Labor advocates renewed calls for boosting U.S. worker rights and protections on Thursday as federal data revealed that despite union membership rising by 273,000 from 2021 to 2022, a
jump in nonunion jobs meant the unionization rate fell from 10.3% to a record low of 10.1%.
“In 1983, the first year where comparable union data are available, the union membership rate was 20.1% and there were 17.7 million union workers,” the Bureau of Labor Statistics (BLS)
noted in a statement announcing the new figures.
“These statistics highlight the need for the Protecting the Right to Organize (PRO) Act and the Public Service Freedom to Negotiate Act.”
The number of workers who held a job covered by a union contract—including those who report no union affiliation—rose by 200,000 to 16 million last year, but the percentage of employees represented dropped from 11.6% to 11.3%, according to the BLS.
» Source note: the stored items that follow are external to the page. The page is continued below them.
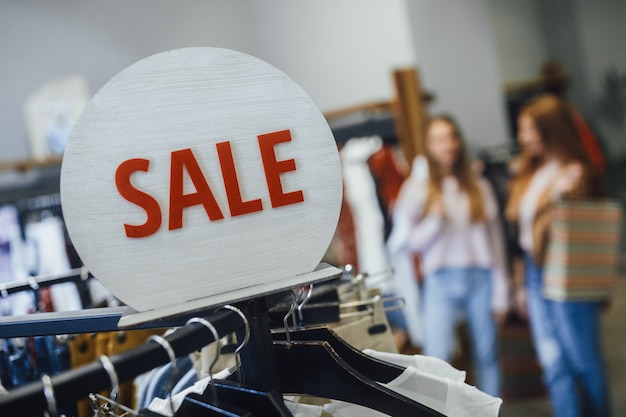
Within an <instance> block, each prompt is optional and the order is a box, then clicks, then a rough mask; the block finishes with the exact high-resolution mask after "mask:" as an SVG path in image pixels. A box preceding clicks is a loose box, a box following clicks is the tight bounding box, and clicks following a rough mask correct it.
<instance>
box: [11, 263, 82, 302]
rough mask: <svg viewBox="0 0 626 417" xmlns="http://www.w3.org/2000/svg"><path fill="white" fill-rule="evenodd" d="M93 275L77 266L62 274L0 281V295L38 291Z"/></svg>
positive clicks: (48, 275)
mask: <svg viewBox="0 0 626 417" xmlns="http://www.w3.org/2000/svg"><path fill="white" fill-rule="evenodd" d="M92 277H93V275H91V273H90V272H89V271H87V269H85V268H75V269H72V270H70V271H68V272H64V273H61V274H46V275H38V276H35V277H30V278H28V279H24V280H18V281H11V282H3V283H0V296H2V297H6V296H8V295H10V294H14V293H16V292H20V291H28V290H32V291H37V290H38V289H39V288H40V287H48V286H50V285H54V284H62V283H64V282H79V281H86V280H87V279H89V278H92Z"/></svg>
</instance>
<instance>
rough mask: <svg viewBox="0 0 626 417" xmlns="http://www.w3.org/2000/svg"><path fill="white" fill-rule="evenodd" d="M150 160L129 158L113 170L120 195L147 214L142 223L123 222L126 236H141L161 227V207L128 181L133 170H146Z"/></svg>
mask: <svg viewBox="0 0 626 417" xmlns="http://www.w3.org/2000/svg"><path fill="white" fill-rule="evenodd" d="M149 165H150V161H149V160H147V159H139V158H136V159H129V160H127V161H124V162H122V163H121V164H120V165H119V166H118V167H117V170H116V171H115V186H116V187H117V191H118V192H119V193H120V195H121V196H122V197H124V198H125V199H126V200H128V201H129V202H131V203H133V204H135V205H137V206H139V207H141V208H142V209H144V211H145V212H146V215H147V219H146V222H145V223H144V224H142V225H138V226H135V225H130V224H126V223H124V230H125V231H126V236H128V237H130V238H142V237H146V236H150V235H152V234H154V233H156V231H157V230H159V227H161V207H160V206H159V203H158V201H156V200H155V199H154V198H153V197H152V196H151V195H150V194H147V193H145V192H143V191H140V190H138V189H136V188H135V187H134V186H133V185H132V184H131V182H130V176H131V175H132V174H133V172H136V171H142V172H148V167H149Z"/></svg>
The bureau found that though 7.1 million public sector employees belonged to unions in 2022, similar to the 7.2 million private sector workers, the union membership rate was 33.1% for the public sector compared with just 6% for the private sector.
As The
Washington Postreported:
The lackluster figures reflect how far unions have to go to see an upsurge in membership, especially in a year of booming job growth. More than 5 million jobs were created in 2022 across the economy, especially in industries where union membership is lower, such as leisure and hospitality, meaning union jobs did not outpace the growth of nonunion jobs. The economy also launched millions of new businesses, where jobs rarely start off unionized. And many of the high-profile victories at Starbucks, Apple, and REI, for example, added a relatively small number of union members. A 2022
Bloomberg analysis of labor data found that the average unionized Starbucks store added 27 workers to union rolls.Despite the continued low union numbers, labor historians say there’s been a major shift underway, propelled by pandemic conditions, in how Americans view unions. More Americans said they approved of unions in 2022 than at any point since 1965—some 71% of those polled, according to Gallup.
Responding to the BLS release, the AFL-CIO, a federation of unions representing 12.5 million workers,
asserted, “These statistics highlight the need for the Protecting the Right to Organize (PRO) Act and the Public Service Freedom to Negotiate Act, which will hold union-busting companies and organizations accountable and give workers the negotiating power they deserve.”
Specifically pointing to the record-low unionization rate last year, Nina Turner, a former Democratic congressional candidate and senior fellow at the Institute on Race, Power, and Political Economy, said that “this is a move in the wrong direction.”
Noting the same statistic, Democrats on the U.S. House Committee on Education and the Workforce
tweeted: “Unfortunately, this is not a surprise even though unions are extremely popular among workers. This is a direct result of employers using illegal union-busting tactics and Republicans turning their backs on working people.”
The panel’s Democrats also called on Congress to pass the PRO Act—a historic
proposal to reform U.S. labor laws to better serve workers, spearheaded by the committee’s ranking member, Rep. Bobby Scott (D-Va.) and Sen. Patty Murray (D-Wash.).
“Every worker deserves a union,” Sen. John Fetterman (D-Pa.), who was elected in November, said in a statement Thursday. “Unions built the middle class and they built America. It’s time to pass the PRO Act and drastically expand union membership across this country.”
A trio of Economic Policy Institute experts who analyzed recent data from both the BLS and the National Labor Relations Board pointed out Thursday that between October 2021 and last September, the NLRB saw a 53% increase in union election petitions, and “evidence suggests that in 2022 more than 60 million workers wanted to join a union, but couldn’t.”
“The fact that tens of millions of workers want to join a union and can’t is a glaring testament to how broken U.S. labor law is,” they wrote. “It is urgent that Congress pass the Protecting the Right to Organize (PRO) Act and the Public Service Freedom to Negotiate Act. State legislatures must also take available measures to boost unionization and collective bargaining.”
Despite
union-busting efforts from powerful corporations, last year saw a wave of high-profile worker victories. Employees at Apple, Amazon, Chipotle, Google, Starbucks, Minor League Baseball, T-Mobile, Trader Joe’s, and beyond successfully organized.
“In 2022, we saw working people rising up despite often illegal opposition from companies that would rather pay union-busting firms millions than give workers a seat at the table,” AFL-CIO president Liz Shuler said Thursday. “The momentum of the moment we are in is clear.”
“Organizing victories are happening in every industry, public and private, and every sector of our economy all across the country,” she added. “The wave of organizing will continue to gather steam in 2023 and beyond despite broken labor laws that rig the system against workers.”